This definition generalises to any subset S of a metric space X. Fully expressed, for X a metric space with metric d, x is a point of closure of S if for every r > 0, there is a y in S such that the distance d(x, y) < r. (Again, we may have x = y.) Another way to express this is to say that x is a point of closure of S if the distance d(x, S) := inf{d(x, s) : s in S} = 0.
This definition generalises to topological spaces by replacing "open ball" or "ball" with "neighbourhood". Let S be a subset of a topological space X. Then x is a point of closure of S if every neighbourhood of x contains a point of S. Note that this definition does not depend upon whether neighbourhoods are required to be open.
Limit point
The definition of a point of closure is closely related to the definition of a limit point. The difference between the two definitions is subtle but important — namely, in the definition of limit point, every neighborhood of the point x in question must contain a point of the set other than x itself.

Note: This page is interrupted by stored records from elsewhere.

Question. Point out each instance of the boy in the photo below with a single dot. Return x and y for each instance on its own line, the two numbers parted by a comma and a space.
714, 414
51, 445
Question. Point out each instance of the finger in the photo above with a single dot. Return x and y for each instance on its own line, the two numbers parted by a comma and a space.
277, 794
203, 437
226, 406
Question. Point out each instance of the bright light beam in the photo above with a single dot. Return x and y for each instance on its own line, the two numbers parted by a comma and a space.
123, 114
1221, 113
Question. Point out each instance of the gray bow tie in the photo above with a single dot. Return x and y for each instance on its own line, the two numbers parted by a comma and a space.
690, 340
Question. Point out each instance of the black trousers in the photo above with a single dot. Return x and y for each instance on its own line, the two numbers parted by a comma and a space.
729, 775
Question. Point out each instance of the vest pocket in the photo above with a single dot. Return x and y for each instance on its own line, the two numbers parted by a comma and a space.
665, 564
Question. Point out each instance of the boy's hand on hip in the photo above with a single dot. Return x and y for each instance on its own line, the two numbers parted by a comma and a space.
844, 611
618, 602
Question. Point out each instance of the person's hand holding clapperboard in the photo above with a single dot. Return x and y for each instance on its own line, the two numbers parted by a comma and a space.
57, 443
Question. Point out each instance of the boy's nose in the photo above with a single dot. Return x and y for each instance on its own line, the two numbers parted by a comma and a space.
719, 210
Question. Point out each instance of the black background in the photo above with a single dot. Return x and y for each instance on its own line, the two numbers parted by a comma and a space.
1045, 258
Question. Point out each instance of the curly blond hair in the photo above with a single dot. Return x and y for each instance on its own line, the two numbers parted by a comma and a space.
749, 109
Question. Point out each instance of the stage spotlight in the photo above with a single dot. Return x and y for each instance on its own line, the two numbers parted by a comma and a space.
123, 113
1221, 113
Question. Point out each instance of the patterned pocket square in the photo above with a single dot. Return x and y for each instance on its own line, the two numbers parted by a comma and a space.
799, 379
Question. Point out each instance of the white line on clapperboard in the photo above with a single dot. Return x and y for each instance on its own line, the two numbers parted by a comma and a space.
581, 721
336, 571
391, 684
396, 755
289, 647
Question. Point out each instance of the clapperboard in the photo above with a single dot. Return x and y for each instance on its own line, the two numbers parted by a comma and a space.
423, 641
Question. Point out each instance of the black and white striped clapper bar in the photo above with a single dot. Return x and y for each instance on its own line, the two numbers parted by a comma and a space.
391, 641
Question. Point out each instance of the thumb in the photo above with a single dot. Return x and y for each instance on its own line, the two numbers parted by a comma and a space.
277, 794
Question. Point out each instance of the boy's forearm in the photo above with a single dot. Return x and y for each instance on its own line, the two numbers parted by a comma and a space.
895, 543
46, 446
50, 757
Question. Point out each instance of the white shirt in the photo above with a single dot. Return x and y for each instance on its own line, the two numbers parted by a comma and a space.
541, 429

Thus, every limit point is a point of closure, but not every point of closure is a limit point. A point of closure which is not a limit point is an isolated point. In other words, a point x is an isolated point of S if it is an element of S and if there is a neighbourhood of x which contains no other points of S other than x itself.
For a given set S and point x, x is a point of closure of S if and only if x is an element of S or x is a limit point of S (or both).